- District location in Uthai Thani province
- Coordinates: 15°5′2″N 99°31′16″E﻿ / ﻿15.08389°N 99.52111°E
- Country: Thailand
- Province: Uthai Thani

Area
- • Total: 3,621.5 km^{2} (1,398.3 sq mi)

Population (2005)
- • Total: 66,167
- • Density: 18.3/km^{2} (47/sq mi)
- Time zone: UTC+7 (ICT)
- Postal code: 61140
- Geocode: 6106

= Ban Rai district =

Ban Rai (บ้านไร่, /th/) is a district (amphoe) in Uthai Thani province in western Thailand.

==Geography==
The district covers more than half of the province of Uthai Thani and is also the third-largest district in Thailand. A large part of the district is part of the Huai Kha Khaeng Wildlife Sanctuary.

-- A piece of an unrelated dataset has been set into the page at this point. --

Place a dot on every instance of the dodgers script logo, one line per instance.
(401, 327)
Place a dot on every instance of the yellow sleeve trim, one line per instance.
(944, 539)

Neighboring districts are (from the north clockwise) Mae Poen of Nakhon Sawan province; Lan Sak, Huai Khot, and Nong Chang of Uthai Thani Province; Nong Mamong, Hankha, and Noen Kham of Chai Nat province; Dan Chang of Suphan Buri province; Si Sawat and Thong Pha Phum of Kanchanaburi province; and Umphang of Tak province.

==Administration==
The district is divided into 13 sub-districts (tambons), which are further subdivided into 134 villages (mubans). There are two townships (thesaban tambon). Ban Rai covers parts of tambons Ban Rai and Ban Bueng, and Mueang Ka Rung
covers parts of the same-named tambon. There are a further 12 tambon administrative organizations (TAO).
| No. | Name | Thai name | Villages | Pop. | |
| 1. | Ban Rai | บ้านไร่ | 11 | 8,616 | |
| 2. | Thap Luang | ทัพหลวง | 15 | 7,988 | |
| 3. | Huai Haeng | ห้วยแห้ง | 9 | 4,748 | |
| 4. | Khok Khwai | คอกควาย | 16 | 7,154 | |
| 5. | Wang Hin | วังหิน | 6 | 3,502 | |
| 6. | Mueang Ka Rung | เมืองการุ้ง | 13 | 6,905 | |
| 7. | Kaen Makrut | แก่นมะกรูด | 4 | 1,621 | |
| 9. | Nong Chok | หนองจอก | 15 | 5,296 | |
| 10. | Hu Chang | หูช้าง | 13 | 6,556 | |
| 11. | Ban Bueng | บ้านบึง | 7 | 3,320 | |
| 12. | Ban Mai Khlong Khian | บ้านใหม่คลองเคียน | 8 | 3,219 | |
| 13. | Nong Bom Kluai | หนองบ่มกล้วย | 10 | 3,318 | |
| 14. | Chao Wat | เจ้าวัด | 7 | 3,924 | |

==Economy==
The village of Baan Tab Klai is known for its cultivation of eri silkworms to produce eri silk. Silkworm farmers have created a collective to produce the fibre using clean technologies such as all-natural dyes. The moths that produce the cocoons are not harmed in the process, leading some to call it "peace silk".